A coworker taught me to use that adverb. It allows me to say something is done, but if it’s not done I’m not wrong. There are a few odd pieces left to finish, but nothing that involves much real work. Nothing in my house is standard though, so here’s a few things that happened that are worth talking about.
The skylight shaft. I wanted to line it with antique V groove paneling like period ones were, but I missed out on the free material because I’m slow. Drywall it is. And hey, this was easier to do.
I couldn’t mark them as fast as he cuts. He didn’t even let the saw turn off in between. So these blocks went in under the stairs and let the drywall be up between the supports like so. No more stooping! Until I reach the bottom.
Then there’s the vestibule. I had this awkward gap between the door frame and the brick when the plaster came down, so to fill it I’m building the wall out and putting jamb extensions around the front door. But my walls are brick and my brick is crumbly, so there’s kinda nothing to nail anything to. You know how these things went before. I bring my dad in, we stare at it for an hour. I write a whole blog post trying to figure out what I’m doing. Then we come up with something that works and it takes a month to build. Not the Irishman. He built me these nailing flanges and framed the wall with my scrap wood and extra metal tracking lickety split!

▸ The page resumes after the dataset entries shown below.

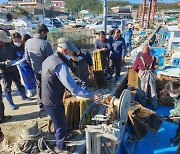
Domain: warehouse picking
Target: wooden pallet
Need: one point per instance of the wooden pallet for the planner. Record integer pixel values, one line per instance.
(143, 119)
(74, 109)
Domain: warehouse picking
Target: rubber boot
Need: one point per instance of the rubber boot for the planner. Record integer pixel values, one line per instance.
(23, 95)
(154, 103)
(10, 102)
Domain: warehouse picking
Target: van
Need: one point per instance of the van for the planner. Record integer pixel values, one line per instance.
(99, 25)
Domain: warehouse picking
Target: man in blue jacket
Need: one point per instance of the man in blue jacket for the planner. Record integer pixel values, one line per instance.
(37, 49)
(55, 78)
(128, 33)
(118, 52)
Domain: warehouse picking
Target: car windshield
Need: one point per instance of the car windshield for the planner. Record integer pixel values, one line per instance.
(111, 22)
(177, 34)
(175, 46)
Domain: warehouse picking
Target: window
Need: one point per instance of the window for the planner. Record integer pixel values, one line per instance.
(109, 22)
(99, 23)
(117, 22)
(175, 46)
(177, 34)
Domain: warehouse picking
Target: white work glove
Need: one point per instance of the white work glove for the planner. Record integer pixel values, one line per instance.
(8, 63)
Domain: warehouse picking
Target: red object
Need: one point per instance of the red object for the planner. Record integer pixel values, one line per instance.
(154, 10)
(138, 65)
(151, 9)
(143, 13)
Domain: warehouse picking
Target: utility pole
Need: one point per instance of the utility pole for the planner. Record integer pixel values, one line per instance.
(105, 15)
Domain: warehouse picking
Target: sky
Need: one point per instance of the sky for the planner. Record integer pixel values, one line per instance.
(132, 1)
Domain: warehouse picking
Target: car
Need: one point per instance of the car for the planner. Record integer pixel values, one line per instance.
(19, 23)
(99, 25)
(47, 22)
(80, 23)
(56, 22)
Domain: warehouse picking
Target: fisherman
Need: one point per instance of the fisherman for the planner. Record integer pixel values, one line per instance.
(9, 73)
(3, 118)
(81, 66)
(25, 37)
(173, 88)
(103, 44)
(128, 33)
(24, 67)
(145, 65)
(55, 78)
(118, 52)
(1, 135)
(37, 49)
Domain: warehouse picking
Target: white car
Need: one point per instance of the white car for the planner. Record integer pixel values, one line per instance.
(19, 23)
(47, 22)
(99, 25)
(80, 23)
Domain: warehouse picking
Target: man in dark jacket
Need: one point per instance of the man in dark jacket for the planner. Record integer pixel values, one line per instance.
(9, 73)
(55, 78)
(145, 66)
(37, 49)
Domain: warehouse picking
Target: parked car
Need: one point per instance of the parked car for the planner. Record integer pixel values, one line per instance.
(56, 22)
(99, 25)
(77, 23)
(47, 22)
(80, 23)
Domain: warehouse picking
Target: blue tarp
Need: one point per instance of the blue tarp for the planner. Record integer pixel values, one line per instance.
(26, 72)
(151, 143)
(159, 54)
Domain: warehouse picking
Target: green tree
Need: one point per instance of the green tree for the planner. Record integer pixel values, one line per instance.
(77, 5)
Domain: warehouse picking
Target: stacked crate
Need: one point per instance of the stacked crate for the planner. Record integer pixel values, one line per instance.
(74, 109)
(164, 98)
(100, 62)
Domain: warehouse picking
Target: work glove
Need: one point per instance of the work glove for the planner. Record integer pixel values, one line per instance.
(8, 63)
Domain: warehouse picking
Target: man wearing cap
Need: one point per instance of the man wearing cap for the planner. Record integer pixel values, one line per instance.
(113, 27)
(37, 49)
(128, 33)
(9, 73)
(55, 78)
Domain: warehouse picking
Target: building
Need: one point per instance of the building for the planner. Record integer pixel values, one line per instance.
(60, 4)
(122, 12)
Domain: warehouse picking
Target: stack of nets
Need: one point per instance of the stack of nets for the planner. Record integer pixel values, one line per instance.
(100, 60)
(74, 109)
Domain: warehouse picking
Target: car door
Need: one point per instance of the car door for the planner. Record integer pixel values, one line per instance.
(108, 25)
(98, 26)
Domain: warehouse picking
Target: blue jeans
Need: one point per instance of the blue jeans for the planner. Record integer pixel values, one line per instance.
(59, 121)
(116, 63)
(14, 76)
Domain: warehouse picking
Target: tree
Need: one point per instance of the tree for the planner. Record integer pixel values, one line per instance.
(77, 5)
(9, 17)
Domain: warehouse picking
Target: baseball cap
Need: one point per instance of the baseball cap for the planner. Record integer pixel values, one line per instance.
(67, 44)
(4, 37)
(42, 28)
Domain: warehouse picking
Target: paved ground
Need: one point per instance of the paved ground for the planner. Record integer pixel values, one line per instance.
(28, 111)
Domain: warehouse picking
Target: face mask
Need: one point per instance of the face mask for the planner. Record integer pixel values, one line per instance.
(173, 95)
(68, 57)
(1, 43)
(17, 44)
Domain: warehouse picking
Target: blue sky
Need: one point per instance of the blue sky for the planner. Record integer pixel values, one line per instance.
(132, 1)
(140, 1)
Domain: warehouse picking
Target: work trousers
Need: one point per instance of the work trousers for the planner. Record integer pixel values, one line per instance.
(38, 82)
(116, 63)
(59, 121)
(1, 104)
(129, 47)
(147, 87)
(14, 76)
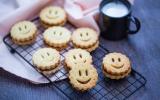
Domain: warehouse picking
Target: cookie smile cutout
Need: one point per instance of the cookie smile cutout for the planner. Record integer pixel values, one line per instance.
(85, 37)
(116, 66)
(47, 57)
(52, 14)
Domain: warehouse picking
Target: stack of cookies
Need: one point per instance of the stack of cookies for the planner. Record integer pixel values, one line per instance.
(85, 38)
(82, 74)
(46, 60)
(76, 56)
(116, 66)
(24, 33)
(53, 16)
(57, 37)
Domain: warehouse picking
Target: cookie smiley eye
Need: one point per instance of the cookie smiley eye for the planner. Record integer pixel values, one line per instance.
(86, 72)
(50, 11)
(81, 34)
(56, 12)
(74, 57)
(112, 59)
(119, 59)
(80, 55)
(48, 54)
(25, 26)
(42, 56)
(19, 28)
(54, 32)
(60, 33)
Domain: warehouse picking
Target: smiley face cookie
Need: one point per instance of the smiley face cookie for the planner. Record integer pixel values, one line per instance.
(46, 60)
(83, 77)
(57, 37)
(77, 56)
(23, 33)
(116, 66)
(85, 38)
(53, 16)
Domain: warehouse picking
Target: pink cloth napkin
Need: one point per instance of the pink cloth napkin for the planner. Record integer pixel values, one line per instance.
(81, 13)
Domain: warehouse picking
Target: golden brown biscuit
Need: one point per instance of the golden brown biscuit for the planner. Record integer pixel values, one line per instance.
(116, 64)
(46, 59)
(57, 37)
(83, 77)
(85, 38)
(76, 56)
(23, 33)
(53, 16)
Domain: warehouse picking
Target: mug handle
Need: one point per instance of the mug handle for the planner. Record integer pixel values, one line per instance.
(137, 24)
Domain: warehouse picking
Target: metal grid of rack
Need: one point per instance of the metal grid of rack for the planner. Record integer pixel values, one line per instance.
(106, 89)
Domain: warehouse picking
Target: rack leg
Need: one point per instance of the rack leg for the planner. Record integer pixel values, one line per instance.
(12, 51)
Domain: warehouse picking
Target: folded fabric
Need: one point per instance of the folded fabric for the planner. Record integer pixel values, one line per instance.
(81, 13)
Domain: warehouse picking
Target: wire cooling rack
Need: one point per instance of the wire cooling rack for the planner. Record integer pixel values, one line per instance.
(106, 89)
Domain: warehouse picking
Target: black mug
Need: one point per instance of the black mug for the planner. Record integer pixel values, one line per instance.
(117, 28)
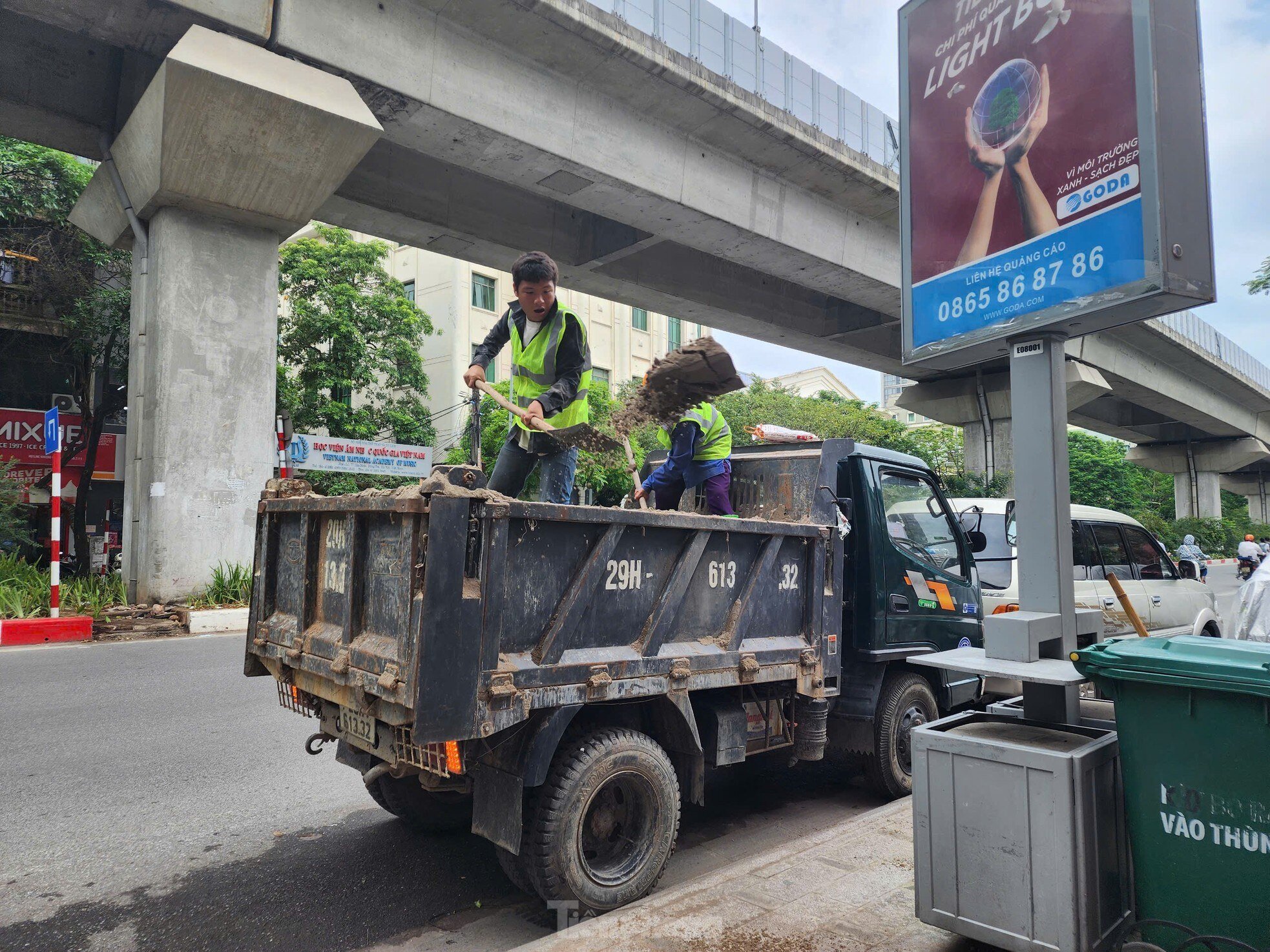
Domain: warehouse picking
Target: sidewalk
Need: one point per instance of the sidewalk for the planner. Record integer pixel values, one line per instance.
(844, 889)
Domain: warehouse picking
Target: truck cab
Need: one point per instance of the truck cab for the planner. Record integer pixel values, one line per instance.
(559, 679)
(910, 586)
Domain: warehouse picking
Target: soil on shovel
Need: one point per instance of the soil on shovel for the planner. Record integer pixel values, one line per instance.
(699, 371)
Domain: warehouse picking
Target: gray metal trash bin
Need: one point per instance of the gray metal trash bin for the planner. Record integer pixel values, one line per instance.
(1019, 833)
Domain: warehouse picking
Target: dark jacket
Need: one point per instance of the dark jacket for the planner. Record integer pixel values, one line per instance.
(572, 358)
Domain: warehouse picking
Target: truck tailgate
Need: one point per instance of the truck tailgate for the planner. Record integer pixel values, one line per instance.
(459, 616)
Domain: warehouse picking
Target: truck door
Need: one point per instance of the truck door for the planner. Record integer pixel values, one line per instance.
(925, 565)
(1116, 559)
(1172, 601)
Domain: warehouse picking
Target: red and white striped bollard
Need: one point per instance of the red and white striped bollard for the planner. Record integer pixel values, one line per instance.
(55, 543)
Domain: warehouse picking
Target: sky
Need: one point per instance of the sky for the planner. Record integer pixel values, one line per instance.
(855, 43)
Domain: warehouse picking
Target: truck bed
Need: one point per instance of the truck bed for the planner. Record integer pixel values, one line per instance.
(453, 616)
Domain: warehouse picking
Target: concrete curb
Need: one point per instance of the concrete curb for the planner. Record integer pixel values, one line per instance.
(657, 905)
(46, 631)
(205, 621)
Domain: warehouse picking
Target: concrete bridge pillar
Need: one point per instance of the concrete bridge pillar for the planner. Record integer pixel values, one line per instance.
(981, 406)
(1198, 468)
(229, 150)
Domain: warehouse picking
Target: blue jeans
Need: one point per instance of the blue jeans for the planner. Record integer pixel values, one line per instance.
(514, 468)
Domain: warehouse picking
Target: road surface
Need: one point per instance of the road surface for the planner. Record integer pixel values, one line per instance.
(155, 799)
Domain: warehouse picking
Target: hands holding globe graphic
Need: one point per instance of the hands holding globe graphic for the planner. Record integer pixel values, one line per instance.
(999, 135)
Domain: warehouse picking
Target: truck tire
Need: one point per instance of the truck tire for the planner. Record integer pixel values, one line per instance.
(906, 702)
(422, 810)
(606, 820)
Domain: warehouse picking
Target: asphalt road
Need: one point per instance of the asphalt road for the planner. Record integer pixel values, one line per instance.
(155, 799)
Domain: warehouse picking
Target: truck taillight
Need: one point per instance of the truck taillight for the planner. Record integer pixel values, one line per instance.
(453, 763)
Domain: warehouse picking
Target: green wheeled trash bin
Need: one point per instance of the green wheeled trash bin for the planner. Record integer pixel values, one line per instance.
(1194, 721)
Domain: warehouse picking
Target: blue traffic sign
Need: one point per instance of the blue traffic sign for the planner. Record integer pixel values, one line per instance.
(51, 432)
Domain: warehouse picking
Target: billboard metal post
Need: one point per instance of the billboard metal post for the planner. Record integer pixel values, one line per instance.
(1038, 394)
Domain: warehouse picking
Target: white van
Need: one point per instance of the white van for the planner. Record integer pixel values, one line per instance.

One thing to note here: my vestibule plaster might have been restorable. About 3 square feet of the wall were coming loose and there was a big hole in the ceiling. I wanted to save it, but then I also wanted to do less work. In the end, burnout won. But I will be paneling the lower half of the wall that used to have the plastic tiles. Top half has 3/8″ drywall glued onto the original plaster, bottom half will have 3/8″ cabinet grade plywood.
And the Irishman offered to source cedar sheeting for the upstairs hall coat closet. It wasn’t available, so up went the drywall. And this plastic access panel for the plumbing. I’m glad it’s in a closet; if it had been in the hallway I would have insisted upon doing something harder.
And the linen closet, where the plaster was really falling apart worse than anywhere. Again the drywall is glued right over it. Having the plaster underneath makes the drywall feel more solid but even on walls where the plaster was in good shape, when I bang the walls you can hear pieces of it falling. Hmm… I guess that’s now part of the house’s charm.